Normally rare in the Northland, Furtman has seen four recently.
"What we're seeing now is called an eruption." said Furtman.
That's when the birds move south in search of mice and voles.
They wait by roads and wait for the rodents to pop out of the snow.
"The vole goes whoa and the owl goes whoa!" said Furtman.
News of the boreal owl eruption in Minnesota has spread to bird watchers around America.
They spotted one up the shore this weekend.
"I counted 60 people watching that owl and there were license plates from all over the country." said Furtman.
"While on the prowl for the owl, the Northland's photographer ran into Illinois' Owl Lady." said Dave Anderson, reporter.
"We saw the boreal owl two days ago in this area which we were very excited about because I've never seen a boreal owl before." said Wannetta Elliott.
Wannetta Elliott of Oak Forest, Illinois is called the Owl Lady because she leads owl tours back home.

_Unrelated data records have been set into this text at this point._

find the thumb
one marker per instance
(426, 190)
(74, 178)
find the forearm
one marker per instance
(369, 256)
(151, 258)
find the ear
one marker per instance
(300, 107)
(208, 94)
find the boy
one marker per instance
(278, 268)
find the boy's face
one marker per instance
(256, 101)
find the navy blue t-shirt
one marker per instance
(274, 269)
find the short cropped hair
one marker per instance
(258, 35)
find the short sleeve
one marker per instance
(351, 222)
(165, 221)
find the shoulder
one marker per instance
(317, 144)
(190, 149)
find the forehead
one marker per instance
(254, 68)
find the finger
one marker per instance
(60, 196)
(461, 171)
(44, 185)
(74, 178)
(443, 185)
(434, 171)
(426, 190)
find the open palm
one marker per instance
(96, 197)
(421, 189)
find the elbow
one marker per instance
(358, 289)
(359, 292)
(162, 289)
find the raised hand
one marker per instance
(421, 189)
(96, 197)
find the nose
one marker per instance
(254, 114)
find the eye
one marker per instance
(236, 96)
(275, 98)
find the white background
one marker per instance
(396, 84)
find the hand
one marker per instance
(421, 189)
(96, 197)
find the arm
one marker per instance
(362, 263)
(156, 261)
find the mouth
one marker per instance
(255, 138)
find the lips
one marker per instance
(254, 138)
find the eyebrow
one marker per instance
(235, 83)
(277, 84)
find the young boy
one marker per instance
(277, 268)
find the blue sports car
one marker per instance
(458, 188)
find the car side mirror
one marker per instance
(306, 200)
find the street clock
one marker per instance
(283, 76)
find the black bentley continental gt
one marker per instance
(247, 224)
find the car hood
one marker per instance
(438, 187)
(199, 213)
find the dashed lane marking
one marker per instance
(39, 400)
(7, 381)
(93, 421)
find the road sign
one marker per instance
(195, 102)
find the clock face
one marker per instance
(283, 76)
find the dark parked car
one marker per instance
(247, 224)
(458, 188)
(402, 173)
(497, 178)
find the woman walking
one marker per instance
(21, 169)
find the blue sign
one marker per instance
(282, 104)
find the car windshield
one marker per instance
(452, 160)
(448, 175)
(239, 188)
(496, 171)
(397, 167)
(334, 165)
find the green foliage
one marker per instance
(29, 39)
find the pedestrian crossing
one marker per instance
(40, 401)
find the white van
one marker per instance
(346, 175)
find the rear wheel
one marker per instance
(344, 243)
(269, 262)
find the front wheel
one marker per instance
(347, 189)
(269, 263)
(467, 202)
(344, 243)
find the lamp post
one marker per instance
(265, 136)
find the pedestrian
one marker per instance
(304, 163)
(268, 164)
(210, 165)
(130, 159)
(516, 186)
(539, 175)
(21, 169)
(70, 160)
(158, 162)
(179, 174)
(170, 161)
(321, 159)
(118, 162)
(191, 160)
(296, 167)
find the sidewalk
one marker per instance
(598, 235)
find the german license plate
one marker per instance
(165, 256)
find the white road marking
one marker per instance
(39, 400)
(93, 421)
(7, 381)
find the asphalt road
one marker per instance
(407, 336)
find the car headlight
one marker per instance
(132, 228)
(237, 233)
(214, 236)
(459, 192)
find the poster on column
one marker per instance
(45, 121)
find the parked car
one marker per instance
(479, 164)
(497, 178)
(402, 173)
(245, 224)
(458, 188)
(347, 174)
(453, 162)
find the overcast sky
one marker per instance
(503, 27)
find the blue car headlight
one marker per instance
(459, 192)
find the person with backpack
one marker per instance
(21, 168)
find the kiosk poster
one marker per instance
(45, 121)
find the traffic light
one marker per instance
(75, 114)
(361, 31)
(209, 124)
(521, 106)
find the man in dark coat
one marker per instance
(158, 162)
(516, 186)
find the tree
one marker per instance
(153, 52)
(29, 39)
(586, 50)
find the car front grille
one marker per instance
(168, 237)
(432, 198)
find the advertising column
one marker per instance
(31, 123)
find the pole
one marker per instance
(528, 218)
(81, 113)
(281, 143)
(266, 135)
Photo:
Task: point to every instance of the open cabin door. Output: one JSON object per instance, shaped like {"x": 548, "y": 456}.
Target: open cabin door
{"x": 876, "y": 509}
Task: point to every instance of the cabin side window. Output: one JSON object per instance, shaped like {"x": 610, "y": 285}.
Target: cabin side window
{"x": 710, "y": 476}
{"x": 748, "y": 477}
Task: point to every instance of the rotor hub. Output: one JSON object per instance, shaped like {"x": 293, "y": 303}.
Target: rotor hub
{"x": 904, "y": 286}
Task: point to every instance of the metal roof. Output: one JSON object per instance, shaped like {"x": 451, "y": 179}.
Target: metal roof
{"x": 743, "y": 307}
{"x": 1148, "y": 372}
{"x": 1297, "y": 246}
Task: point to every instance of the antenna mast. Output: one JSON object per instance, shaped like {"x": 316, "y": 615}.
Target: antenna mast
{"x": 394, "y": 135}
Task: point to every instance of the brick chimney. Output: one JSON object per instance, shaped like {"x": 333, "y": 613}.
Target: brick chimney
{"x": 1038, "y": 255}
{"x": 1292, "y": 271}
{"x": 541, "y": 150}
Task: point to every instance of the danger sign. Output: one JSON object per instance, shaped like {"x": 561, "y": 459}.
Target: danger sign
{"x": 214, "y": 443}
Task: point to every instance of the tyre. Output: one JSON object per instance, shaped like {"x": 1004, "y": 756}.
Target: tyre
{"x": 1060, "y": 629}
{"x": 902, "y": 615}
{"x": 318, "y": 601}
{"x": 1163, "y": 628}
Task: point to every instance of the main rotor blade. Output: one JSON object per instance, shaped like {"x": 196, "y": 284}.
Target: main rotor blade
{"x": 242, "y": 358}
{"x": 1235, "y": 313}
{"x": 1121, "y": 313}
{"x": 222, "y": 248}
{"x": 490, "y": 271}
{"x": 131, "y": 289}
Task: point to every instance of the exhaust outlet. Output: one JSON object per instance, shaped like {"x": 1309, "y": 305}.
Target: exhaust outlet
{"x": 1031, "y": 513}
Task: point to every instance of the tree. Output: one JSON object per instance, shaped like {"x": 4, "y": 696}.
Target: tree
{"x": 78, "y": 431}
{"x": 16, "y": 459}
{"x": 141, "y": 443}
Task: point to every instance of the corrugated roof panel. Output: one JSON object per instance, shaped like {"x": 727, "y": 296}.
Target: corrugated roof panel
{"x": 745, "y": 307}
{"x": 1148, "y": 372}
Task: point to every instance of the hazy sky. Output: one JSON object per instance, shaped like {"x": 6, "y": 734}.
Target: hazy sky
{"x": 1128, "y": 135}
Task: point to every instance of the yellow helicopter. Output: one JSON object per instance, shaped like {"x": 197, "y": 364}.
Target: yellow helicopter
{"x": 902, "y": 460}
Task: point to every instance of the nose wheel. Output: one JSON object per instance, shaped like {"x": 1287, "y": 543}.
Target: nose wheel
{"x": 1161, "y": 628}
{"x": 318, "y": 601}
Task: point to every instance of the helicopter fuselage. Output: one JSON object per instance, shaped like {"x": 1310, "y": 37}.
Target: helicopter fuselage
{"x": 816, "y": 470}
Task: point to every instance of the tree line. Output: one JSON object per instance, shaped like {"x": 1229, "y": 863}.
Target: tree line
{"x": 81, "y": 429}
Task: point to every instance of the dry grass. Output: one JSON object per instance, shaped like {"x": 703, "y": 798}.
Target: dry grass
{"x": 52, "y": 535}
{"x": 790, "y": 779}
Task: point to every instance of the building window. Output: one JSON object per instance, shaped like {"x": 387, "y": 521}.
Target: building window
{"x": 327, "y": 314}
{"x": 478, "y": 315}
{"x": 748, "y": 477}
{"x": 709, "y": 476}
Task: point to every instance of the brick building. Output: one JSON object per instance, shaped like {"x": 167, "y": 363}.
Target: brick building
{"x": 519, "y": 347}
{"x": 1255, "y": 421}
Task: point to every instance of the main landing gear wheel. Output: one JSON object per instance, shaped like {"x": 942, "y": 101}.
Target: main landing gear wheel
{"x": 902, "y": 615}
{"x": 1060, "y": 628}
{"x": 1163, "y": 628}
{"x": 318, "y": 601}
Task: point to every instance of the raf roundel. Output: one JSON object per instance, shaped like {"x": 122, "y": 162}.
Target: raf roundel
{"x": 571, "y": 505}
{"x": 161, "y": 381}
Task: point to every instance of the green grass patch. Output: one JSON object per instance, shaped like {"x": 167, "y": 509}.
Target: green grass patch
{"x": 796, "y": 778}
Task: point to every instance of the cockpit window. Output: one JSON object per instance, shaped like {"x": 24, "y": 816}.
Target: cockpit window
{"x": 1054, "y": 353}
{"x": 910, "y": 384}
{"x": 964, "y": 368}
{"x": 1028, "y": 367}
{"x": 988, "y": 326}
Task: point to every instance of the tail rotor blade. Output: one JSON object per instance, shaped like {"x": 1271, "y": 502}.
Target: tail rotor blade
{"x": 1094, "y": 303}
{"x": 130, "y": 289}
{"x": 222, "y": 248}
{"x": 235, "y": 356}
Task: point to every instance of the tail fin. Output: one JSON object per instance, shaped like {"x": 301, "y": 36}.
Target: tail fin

Here, she and her friend Kathie Rush were guided by Michael Furtman.
Boreal owls are most often spotted by roads low in trees and near the trunks.
Furtman says the birds are hungry and this offers people a chance to see an often hidden animal behavior.
"We see song birds feeding and ducks but the thrill of seeing a predator hunting is rare." said Furtman.
Rare enough to bring people from Minnesota and Illinois together to watch a Canadian owl.
Between Duluth and Two Harbors for Nature Matters, Dave Anderson, KBJR 6 and Range 11.
Bird watchers are urged to be respectful of private property while searching for owls.
Some land owners aren't found of hoards of 60 people at a time trespassing for birds.